The USA national debt has achieved the number, which cannot fit the renowned debt clock located in the center of New York. The device now is unable to display all the digits of the US national debt, Itar-Tass reports. When the amount of the deferral debt overcame the level of ten trillion dollars, the National Debt Clock near Times Square switched to figure 1 again and began to count the debt from the very start.
The idea to mount the monitor in the center of Manhattan belongs to one of the richest entrepreneurs in the USA, Seymour Durst. He believed that it was extremely important for common Americans to know if the country was living in debt or not. The display went off in September 2000 when the US national debt began to decrease. However, in July 2002 the clock began to count the debt again.
Durst Organization promised to upgrade the display next year by adding two digits to it. This will help the device track the US national debt to a quadrillion dollars.
When the clock was installed in 1989, the US national debt amounted to 2.7 trillion dollars.
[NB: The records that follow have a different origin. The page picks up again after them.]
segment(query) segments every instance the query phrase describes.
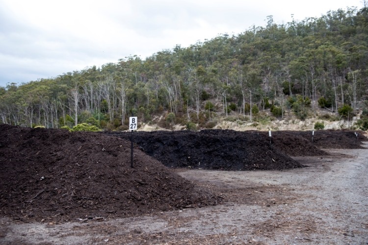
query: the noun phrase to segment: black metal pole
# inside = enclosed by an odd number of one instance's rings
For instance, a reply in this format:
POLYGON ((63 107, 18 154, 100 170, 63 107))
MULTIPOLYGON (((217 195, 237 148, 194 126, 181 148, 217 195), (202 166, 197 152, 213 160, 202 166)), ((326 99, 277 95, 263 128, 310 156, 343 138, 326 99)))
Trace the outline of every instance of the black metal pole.
MULTIPOLYGON (((133 112, 131 112, 131 116, 133 116, 133 112)), ((130 127, 130 125, 129 125, 130 127)), ((131 167, 133 168, 133 131, 131 130, 131 167)))
POLYGON ((133 168, 133 131, 131 130, 131 167, 133 168))

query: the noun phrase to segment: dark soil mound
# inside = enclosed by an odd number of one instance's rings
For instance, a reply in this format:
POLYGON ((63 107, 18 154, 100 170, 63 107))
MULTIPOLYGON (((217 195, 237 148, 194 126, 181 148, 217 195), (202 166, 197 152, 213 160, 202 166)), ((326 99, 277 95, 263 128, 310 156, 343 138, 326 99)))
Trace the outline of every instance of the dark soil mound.
MULTIPOLYGON (((313 145, 322 149, 363 149, 362 141, 367 140, 361 131, 329 129, 315 131, 313 145), (355 133, 358 133, 357 137, 355 133)), ((298 131, 296 133, 312 140, 311 131, 298 131)))
POLYGON ((126 217, 221 198, 116 137, 0 125, 0 214, 23 220, 126 217))
MULTIPOLYGON (((271 132, 271 142, 275 147, 293 156, 324 156, 328 155, 314 145, 308 136, 299 134, 300 131, 275 131, 271 132)), ((263 133, 268 136, 268 133, 263 133)))
MULTIPOLYGON (((130 140, 131 133, 109 132, 130 140)), ((268 135, 268 134, 267 134, 268 135)), ((133 142, 167 167, 223 170, 284 170, 302 165, 257 131, 137 132, 133 142)))

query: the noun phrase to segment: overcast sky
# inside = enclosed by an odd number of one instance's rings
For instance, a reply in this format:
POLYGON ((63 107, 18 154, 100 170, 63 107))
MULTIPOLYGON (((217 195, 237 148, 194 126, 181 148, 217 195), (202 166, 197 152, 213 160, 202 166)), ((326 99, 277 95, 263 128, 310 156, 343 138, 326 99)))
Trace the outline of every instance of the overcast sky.
POLYGON ((0 86, 56 77, 362 0, 0 0, 0 86))

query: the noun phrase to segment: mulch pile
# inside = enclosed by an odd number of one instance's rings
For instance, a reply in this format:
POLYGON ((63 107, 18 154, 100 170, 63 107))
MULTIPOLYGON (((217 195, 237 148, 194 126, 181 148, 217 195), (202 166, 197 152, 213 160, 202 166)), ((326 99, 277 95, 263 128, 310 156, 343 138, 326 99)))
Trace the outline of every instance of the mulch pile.
MULTIPOLYGON (((130 132, 105 133, 128 140, 131 136, 130 132)), ((258 131, 221 129, 137 132, 133 134, 133 141, 148 155, 171 168, 244 171, 303 167, 272 146, 268 133, 266 136, 258 131)), ((308 149, 325 154, 314 147, 308 149)))
MULTIPOLYGON (((311 131, 291 132, 312 141, 311 131)), ((313 145, 322 149, 363 149, 365 147, 362 146, 362 142, 368 140, 366 135, 365 132, 360 130, 317 130, 315 131, 313 136, 313 145)))
POLYGON ((70 133, 0 124, 0 216, 83 221, 216 205, 223 201, 220 196, 164 165, 292 169, 303 166, 289 155, 327 154, 316 147, 362 148, 361 141, 367 140, 354 131, 320 130, 312 144, 311 134, 274 132, 270 143, 266 132, 135 132, 132 168, 130 132, 70 133))
POLYGON ((222 198, 130 143, 99 133, 0 125, 0 215, 23 221, 127 217, 222 198))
According to his son, Seymour Durst had been toying with the basic idea of drawing attention to the growing national debt since at least 1980, when during the holiday season he sent cards that said "Happy New Year. Your share of the national debt is $35,000" to senators and congressmen. In the early eighties, when Durst first developed the idea of a constantly updated clock, the technology required to implement the project was not yet available.
With the national debt at 2.7 trillion dollars, the original 11 by 26 feet (3.4 m × 7.9 m) clock was erected in 1989 a block from Times Square, by Artkraft Strauss. In light of a then-improving debt situation and with the clock being technically unable to properly display a sinking number, the clock was unplugged and covered with a red, white and blue curtain in September 2000, with the national debt standing at roughly 5.7 trillion dollars. However, in July 2002 the curtain was raised and the clock picked up at 6.1 trillion dollars.
In 2004, the original clock was unmounted from its location at 42nd Street and an updated model, which could run backwards, was installed one block away on a Durst building at 1133 Avenue of the Americas, near 44th Street.
Inspired by the example of the National Debt Clock, similar projects were started elsewhere in the United States, as well as in other countries such as Germany.